And the year isn’t even over yet. But like sensing a change in the current, the horror movies of 2016 moved with our fears. April brought the visceral and unshakable Green Room , which tracks a young punk rock band playing a gig at a rural neo-Nazi bar when things go – unsurprisingly – terribly wrong. The audience are the band in writer/director, Jeremy Saulnier’s gutsy flick, going through their emotions as they progress through shock, horror, fear, and disbelief that white supremacists still actively exist.
The not-so-secret weapon is everyone’s imaginary BFF, Patrick Stewart, as the neo-Nazi leader. He’s not an archetype horror movie villain: he’s calm, collected, and intelligent. He’s a leader with poise and grace who can tell a room full of skinheads that, “Remember, it’s a movement, not a party” on one hand, while orchestrating mass murder because it’s convenient on the other. His performance is exquisite in its subtlety, and at the tail end of the year, terrifying in its familiarity.

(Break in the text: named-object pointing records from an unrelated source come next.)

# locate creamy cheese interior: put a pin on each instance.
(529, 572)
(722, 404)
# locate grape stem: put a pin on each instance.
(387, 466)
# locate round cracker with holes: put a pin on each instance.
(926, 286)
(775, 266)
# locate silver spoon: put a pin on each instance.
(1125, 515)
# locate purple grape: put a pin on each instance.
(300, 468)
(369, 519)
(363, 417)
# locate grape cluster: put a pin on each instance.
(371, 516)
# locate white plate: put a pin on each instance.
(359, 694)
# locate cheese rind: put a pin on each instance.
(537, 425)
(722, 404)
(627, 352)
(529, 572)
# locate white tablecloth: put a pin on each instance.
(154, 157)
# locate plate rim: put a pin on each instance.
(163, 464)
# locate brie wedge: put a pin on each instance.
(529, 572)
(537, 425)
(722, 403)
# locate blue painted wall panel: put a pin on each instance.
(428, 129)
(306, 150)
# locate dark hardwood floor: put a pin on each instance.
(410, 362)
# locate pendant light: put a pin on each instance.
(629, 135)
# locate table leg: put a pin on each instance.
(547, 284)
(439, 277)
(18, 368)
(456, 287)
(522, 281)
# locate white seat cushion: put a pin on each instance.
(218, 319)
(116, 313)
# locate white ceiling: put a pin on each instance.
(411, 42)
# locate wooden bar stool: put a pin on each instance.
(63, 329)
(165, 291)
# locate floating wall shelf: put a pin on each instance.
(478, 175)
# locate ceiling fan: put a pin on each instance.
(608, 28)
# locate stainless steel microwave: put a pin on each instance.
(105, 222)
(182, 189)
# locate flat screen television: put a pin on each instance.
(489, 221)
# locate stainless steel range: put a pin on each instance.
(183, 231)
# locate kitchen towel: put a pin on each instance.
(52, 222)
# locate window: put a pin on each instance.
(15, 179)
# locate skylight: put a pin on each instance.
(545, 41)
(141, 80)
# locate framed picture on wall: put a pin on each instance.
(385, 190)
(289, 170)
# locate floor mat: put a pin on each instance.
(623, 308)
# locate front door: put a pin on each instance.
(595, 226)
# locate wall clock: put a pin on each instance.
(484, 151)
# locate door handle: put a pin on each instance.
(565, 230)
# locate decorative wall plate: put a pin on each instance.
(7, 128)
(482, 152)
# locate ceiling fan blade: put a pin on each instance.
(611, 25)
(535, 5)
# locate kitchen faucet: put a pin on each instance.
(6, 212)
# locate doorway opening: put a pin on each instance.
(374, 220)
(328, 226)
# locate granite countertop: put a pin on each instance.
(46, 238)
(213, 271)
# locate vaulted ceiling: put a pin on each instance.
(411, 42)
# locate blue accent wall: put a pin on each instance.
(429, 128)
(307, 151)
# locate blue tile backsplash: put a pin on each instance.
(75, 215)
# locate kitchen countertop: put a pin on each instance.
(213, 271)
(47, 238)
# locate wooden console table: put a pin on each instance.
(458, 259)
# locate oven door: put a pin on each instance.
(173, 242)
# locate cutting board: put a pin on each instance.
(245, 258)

Swapping out subtlety for spectacle was The Purge: Election Year, which was less of a metaphor for the present American political climate and racial tensions than it was a documentary with better production values (right down to the Mike Pence doppelganger). If the filmmakers had hoped that releasing the third installment in the hyper-political horror franchise bam smack in the middle of the Presidential race would have some kind of positive effect, they’re probably as depressed as women who want to have rights to their own vaginas in America right now. The film follows a left-wing, blonde, female Presidential candidate – let’s call her Killary Clinton – who comes under siege during the annual purge by her opponents on the right. Cue blood splatter and very obvious dot-connecting.
On a slightly less “horror” level and more “high impact thriller” was Imperium, starring Daniel Radcliffe as a young FBI agent who goes undercover within a group of white supremacist organisations to investigate a domestic terrorism threat.
While all three of these films handle things differently in execution, they’re dealing with the same premise – the same fear – that was delivered IRL with gusto in 2016. While many other genres of film specialise in escapism, horror acts as our most potent time capsule as we look back on the things that defined and terrified us. As 2017 rolls in with a deep sense of unease and dread, so too do the horror movies speaking on some very real terrors – Jordan Peele’s Get Out, Greg McLean’s The Belko Experiment, and Stephen King’s The Dark Tower. Never has horror cinema been what its critics labeled it – a voyeuristic outlet for society’s perverted sickos and future murderers – but rather that genre often willing to tread where others won’t.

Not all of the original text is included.